Through this situation that has left many planners appalled, I see a great opportunity. Florida’s Department of Transportation may be on to something, but the problem is they are only halfway there. Although the shortening of the yellow light has been traditionally viewed as reducing safety, I believe there is an opportunity here to do just the opposite while still raising revenue. I would argue that by shortening the yellow light signal in a state and publicizing the shorter lighting scheme, you can create a more cautious driving environment and create a custom for slightly lower speeds at intersections by having drivers be more prepared to stop as they anticipate the slightly shorter yellow lights. By adjusting ITE’s recommended yellow light times by speed to be slightly less than what they currently are, and having appropriate signage telling people to slow down as they approach an intersection, many unexpected interactions at intersections may be avoided with the more cautious drivers. However, this cannot occur without taking care of the major issue with Florida’s current red light scheme: the lack of grace period after the light turns from yellow to red. Most intersections have a very little delay if any between a red light and a green light for a different direction. By taking the time reduced from the yellow light in one direction, and adding it to a grace period after the light goes red but before the next green, there is no added danger of intersection crashes due to the same delay time between yellow lights and green lights as was present before.
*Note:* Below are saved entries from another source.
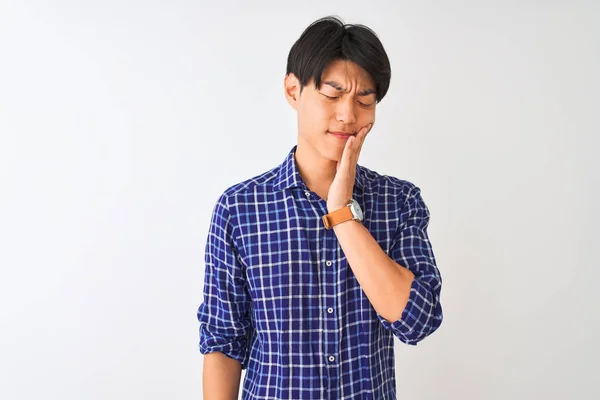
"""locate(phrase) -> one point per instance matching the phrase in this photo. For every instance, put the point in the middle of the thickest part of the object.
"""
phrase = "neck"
(317, 171)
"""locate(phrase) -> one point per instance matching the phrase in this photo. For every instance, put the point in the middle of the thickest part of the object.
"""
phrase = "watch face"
(356, 210)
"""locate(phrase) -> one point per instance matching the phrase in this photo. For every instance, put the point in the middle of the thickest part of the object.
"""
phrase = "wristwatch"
(351, 211)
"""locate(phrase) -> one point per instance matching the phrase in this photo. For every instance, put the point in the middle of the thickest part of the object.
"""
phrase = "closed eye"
(337, 97)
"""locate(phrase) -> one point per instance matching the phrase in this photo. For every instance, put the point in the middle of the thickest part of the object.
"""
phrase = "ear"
(291, 86)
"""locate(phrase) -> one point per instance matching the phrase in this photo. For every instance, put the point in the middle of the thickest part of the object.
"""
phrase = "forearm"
(385, 283)
(221, 377)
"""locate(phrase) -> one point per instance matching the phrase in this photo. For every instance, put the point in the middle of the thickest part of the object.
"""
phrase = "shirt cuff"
(413, 318)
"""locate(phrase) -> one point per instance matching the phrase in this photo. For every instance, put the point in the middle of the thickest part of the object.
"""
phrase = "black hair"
(329, 39)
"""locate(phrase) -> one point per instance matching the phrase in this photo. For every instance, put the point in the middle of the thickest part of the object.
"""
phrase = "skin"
(328, 167)
(326, 163)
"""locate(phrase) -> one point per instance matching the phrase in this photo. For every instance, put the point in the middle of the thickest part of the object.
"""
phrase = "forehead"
(347, 73)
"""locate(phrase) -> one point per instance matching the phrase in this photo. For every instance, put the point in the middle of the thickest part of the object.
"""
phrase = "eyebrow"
(339, 88)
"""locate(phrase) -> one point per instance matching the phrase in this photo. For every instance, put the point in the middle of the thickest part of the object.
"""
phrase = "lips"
(342, 133)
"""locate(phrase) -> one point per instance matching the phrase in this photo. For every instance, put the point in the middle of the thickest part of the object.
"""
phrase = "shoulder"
(387, 185)
(240, 192)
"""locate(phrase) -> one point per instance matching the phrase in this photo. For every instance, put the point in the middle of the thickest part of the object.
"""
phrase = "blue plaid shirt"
(280, 297)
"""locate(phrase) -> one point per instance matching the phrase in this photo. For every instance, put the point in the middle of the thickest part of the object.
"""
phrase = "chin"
(329, 151)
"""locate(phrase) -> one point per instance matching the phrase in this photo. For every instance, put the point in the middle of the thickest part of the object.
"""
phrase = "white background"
(122, 121)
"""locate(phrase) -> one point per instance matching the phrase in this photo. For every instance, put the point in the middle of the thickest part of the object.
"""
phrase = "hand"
(340, 190)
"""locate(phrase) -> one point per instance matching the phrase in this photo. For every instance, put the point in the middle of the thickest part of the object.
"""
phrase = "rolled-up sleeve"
(412, 249)
(224, 313)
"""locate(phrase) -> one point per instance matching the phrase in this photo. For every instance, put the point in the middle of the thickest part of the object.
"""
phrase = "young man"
(313, 267)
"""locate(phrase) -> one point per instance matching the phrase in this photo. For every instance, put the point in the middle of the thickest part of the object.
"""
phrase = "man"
(313, 267)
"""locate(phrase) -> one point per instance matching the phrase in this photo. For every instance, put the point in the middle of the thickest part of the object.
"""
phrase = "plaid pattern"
(280, 297)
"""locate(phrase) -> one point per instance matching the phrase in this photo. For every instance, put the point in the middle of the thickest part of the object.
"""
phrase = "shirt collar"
(288, 176)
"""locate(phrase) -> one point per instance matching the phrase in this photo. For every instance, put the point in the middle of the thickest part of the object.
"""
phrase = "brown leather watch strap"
(337, 217)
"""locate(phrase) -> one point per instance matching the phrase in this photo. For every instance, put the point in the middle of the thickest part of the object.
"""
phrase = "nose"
(345, 112)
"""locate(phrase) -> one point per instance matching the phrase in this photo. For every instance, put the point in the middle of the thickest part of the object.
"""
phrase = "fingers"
(362, 134)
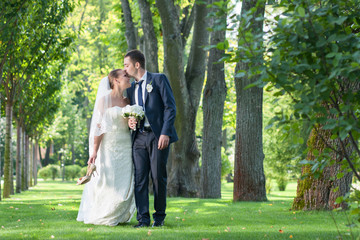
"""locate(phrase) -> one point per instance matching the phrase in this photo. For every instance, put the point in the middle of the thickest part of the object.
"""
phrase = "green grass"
(50, 209)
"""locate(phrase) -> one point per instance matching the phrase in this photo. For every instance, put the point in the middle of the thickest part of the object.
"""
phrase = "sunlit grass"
(50, 209)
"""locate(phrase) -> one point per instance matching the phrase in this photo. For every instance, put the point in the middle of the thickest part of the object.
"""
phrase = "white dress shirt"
(143, 85)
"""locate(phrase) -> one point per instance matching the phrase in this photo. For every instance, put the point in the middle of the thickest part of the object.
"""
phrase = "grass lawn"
(49, 210)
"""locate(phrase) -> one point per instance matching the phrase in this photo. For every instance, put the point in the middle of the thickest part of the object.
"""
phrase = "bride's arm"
(97, 141)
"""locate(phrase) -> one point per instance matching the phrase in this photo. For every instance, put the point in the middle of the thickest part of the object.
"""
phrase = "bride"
(108, 199)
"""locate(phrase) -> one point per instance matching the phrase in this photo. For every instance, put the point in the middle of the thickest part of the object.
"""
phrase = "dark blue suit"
(160, 110)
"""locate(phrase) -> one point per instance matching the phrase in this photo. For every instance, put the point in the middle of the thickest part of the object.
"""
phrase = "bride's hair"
(112, 75)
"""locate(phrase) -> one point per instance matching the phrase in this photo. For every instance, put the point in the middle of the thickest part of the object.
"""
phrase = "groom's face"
(129, 67)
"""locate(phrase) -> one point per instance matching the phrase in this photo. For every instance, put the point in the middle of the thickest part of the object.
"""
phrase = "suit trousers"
(149, 159)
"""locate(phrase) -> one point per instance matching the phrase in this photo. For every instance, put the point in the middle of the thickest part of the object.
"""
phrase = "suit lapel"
(133, 93)
(148, 81)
The largest safety concern this approach may raise is a potential increase of rear-ending crashes by more sudden breaking caused by shorter yellow lights. However, if traffic calming mechanisms and signage are properly added to encourage drivers to slow at signals knowing they have slightly slower yellow light times, this can be avoided. One signage mechanism that could be used here includes the indication of a “dilemma zone”. In a 1960 study by Gazis et al, the authors introduce a concept of the “dilemma zone”, which is, the area on the road during which a driver going at the speed limit is not sure if they have enough time to break or to make it through the light. By adding an indicator line at intersections (much like the line present at where cars should stop at an intersection) that signals to drivers that they should just go through the light if they pass that line, or stop if they haven’t passed it yet when they see the yellow light, some rear end crashes may be avoided.
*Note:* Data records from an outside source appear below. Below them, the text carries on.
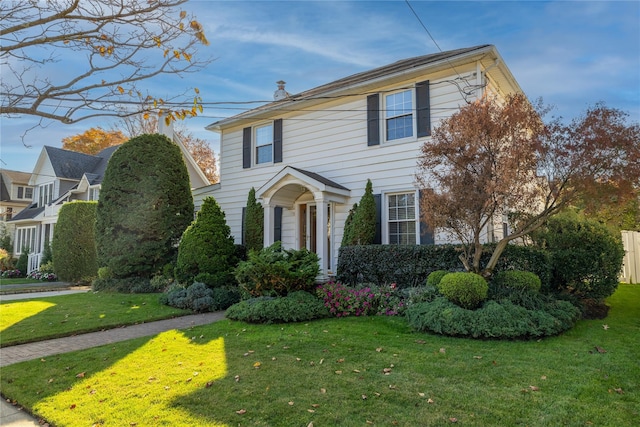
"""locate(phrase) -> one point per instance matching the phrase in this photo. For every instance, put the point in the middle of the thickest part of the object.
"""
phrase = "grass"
(36, 319)
(347, 372)
(22, 281)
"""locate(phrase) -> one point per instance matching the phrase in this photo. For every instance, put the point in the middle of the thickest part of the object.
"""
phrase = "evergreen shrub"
(74, 242)
(207, 251)
(517, 279)
(586, 258)
(274, 271)
(495, 319)
(298, 306)
(434, 278)
(145, 205)
(468, 290)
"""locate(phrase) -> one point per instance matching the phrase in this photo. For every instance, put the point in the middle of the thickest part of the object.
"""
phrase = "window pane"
(402, 219)
(264, 154)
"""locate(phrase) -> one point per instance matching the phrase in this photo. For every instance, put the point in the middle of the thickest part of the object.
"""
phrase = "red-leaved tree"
(496, 158)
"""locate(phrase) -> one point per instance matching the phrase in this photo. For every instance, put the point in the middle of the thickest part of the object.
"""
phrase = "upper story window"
(402, 217)
(264, 144)
(399, 115)
(406, 114)
(94, 193)
(45, 194)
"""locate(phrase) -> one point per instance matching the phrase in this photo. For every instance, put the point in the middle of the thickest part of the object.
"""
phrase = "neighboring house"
(309, 155)
(61, 176)
(15, 195)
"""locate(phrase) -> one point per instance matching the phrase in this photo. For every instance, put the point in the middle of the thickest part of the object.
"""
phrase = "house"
(309, 155)
(15, 195)
(61, 176)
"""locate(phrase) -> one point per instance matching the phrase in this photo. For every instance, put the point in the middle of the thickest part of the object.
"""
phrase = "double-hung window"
(401, 217)
(399, 115)
(264, 144)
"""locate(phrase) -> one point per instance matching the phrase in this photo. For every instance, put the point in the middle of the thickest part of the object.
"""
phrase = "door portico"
(311, 197)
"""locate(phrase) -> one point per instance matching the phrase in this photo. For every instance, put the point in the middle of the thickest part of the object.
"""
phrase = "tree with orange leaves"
(93, 140)
(492, 159)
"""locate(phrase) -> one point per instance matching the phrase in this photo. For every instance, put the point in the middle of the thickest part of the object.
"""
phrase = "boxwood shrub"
(410, 265)
(297, 306)
(467, 290)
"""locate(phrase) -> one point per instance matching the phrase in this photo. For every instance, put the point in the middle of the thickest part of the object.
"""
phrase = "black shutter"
(423, 109)
(377, 239)
(243, 228)
(277, 224)
(426, 233)
(246, 148)
(277, 141)
(373, 120)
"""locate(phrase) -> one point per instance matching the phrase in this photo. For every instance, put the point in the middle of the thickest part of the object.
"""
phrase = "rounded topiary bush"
(467, 290)
(517, 279)
(434, 278)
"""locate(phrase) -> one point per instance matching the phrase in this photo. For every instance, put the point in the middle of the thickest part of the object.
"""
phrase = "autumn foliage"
(493, 160)
(93, 140)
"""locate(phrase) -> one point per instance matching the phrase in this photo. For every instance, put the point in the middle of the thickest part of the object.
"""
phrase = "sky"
(572, 54)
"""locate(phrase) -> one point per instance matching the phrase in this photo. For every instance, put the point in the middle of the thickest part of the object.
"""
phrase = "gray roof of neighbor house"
(395, 68)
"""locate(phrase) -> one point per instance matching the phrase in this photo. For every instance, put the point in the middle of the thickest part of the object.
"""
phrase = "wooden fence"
(631, 264)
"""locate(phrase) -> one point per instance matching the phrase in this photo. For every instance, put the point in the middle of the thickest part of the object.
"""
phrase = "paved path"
(13, 416)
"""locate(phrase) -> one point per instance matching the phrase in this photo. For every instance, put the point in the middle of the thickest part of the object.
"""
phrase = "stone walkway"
(14, 416)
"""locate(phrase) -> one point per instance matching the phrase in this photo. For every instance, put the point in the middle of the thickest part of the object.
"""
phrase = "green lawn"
(36, 319)
(22, 281)
(347, 372)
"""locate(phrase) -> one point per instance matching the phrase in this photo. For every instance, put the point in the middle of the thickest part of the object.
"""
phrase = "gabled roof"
(400, 68)
(69, 164)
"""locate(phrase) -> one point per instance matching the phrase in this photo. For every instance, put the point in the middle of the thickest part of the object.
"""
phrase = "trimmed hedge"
(298, 306)
(74, 242)
(410, 265)
(495, 319)
(517, 279)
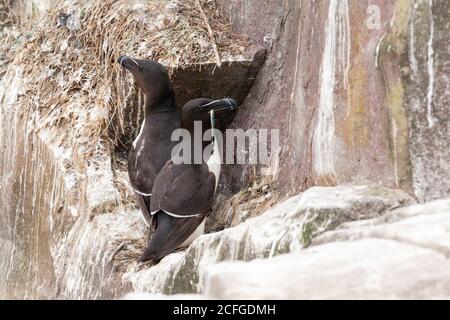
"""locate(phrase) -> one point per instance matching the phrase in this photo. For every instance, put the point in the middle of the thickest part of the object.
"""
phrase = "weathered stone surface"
(353, 84)
(367, 269)
(287, 227)
(87, 261)
(402, 255)
(425, 225)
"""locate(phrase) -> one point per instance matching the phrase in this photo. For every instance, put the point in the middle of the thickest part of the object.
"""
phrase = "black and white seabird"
(153, 146)
(183, 195)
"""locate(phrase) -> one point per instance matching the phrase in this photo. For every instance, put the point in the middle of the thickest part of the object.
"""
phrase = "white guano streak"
(430, 70)
(336, 59)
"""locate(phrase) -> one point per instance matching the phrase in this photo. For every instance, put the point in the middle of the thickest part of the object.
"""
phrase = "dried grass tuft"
(72, 80)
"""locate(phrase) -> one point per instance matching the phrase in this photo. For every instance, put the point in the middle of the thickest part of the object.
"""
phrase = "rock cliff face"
(359, 91)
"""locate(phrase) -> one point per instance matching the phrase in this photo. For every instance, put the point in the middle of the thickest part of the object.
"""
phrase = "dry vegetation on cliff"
(68, 60)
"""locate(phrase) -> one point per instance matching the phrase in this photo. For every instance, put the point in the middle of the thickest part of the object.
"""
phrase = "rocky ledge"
(287, 228)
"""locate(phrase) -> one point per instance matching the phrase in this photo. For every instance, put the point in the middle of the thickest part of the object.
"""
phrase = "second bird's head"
(149, 75)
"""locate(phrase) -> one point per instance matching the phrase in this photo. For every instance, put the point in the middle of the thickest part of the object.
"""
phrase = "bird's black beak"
(129, 63)
(219, 105)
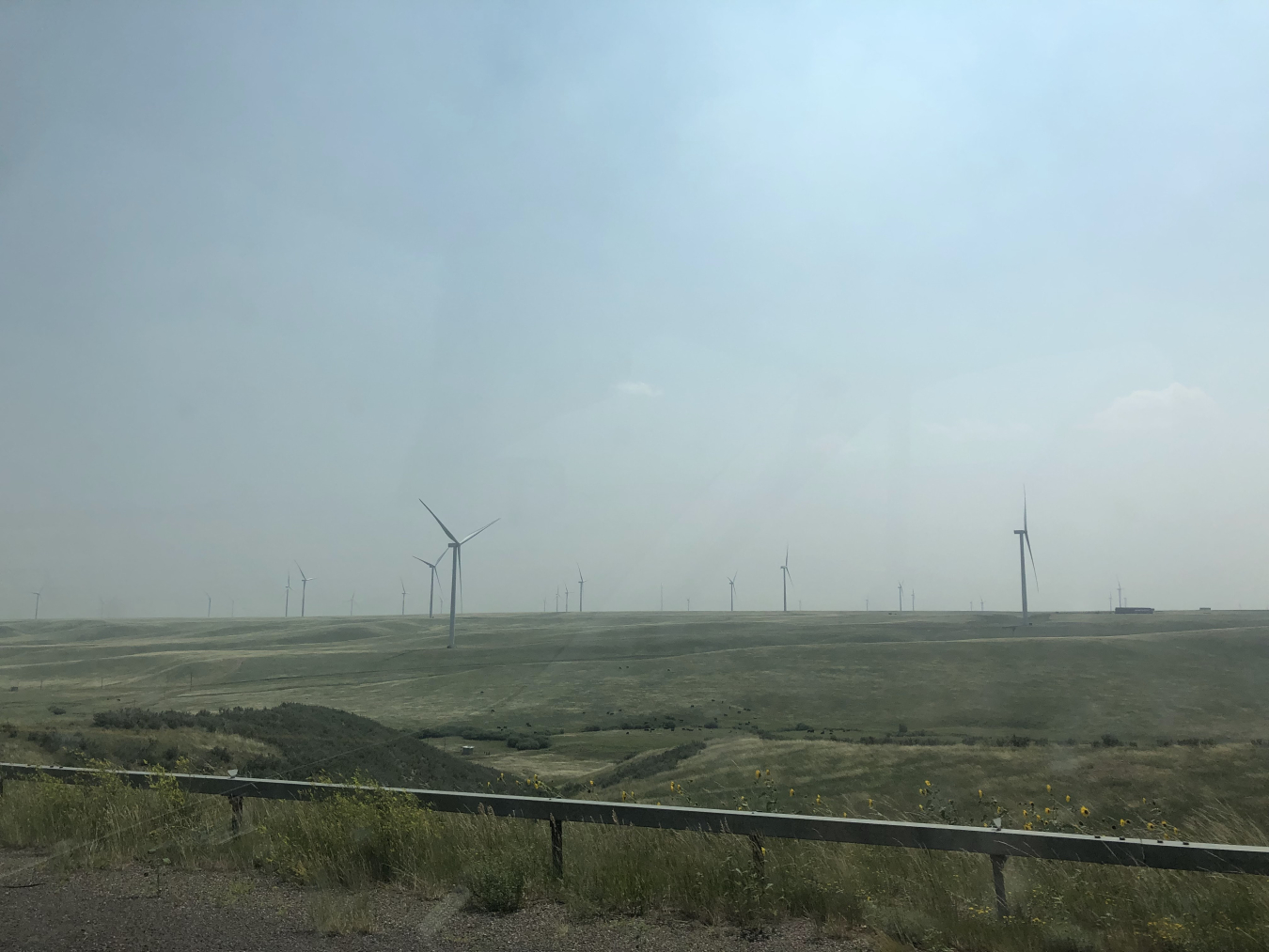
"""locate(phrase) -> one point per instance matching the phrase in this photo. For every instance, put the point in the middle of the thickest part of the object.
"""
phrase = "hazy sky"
(666, 287)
Using some of these techniques would allow for those who do not follow the signs and run a red light to continue to raise revenue for the state, encourage drivers to drive slower at the signal next time, all without causing greater safety concerns given the post-red light grace period before the next green. Although these suggestions may take great education efforts for people to understand the changes, they may provide safer intersections in the long term with better guidance for judgment calls by drivers on what to do at a yellow light.
Gazis, D., R. Herman, and A. Maradudin. "The Problem of the Amber Signal Light in Traffic Flow." Operations Research 8.1 (1960): 112-32.
Richard A. Retting, Robert G. Ulmer, Allan F. Williams, Prevalence and characteristics of red light running crashes in the United States, Accident Analysis & Prevention, Volume 31, Issue 6, November 1999: 687-694.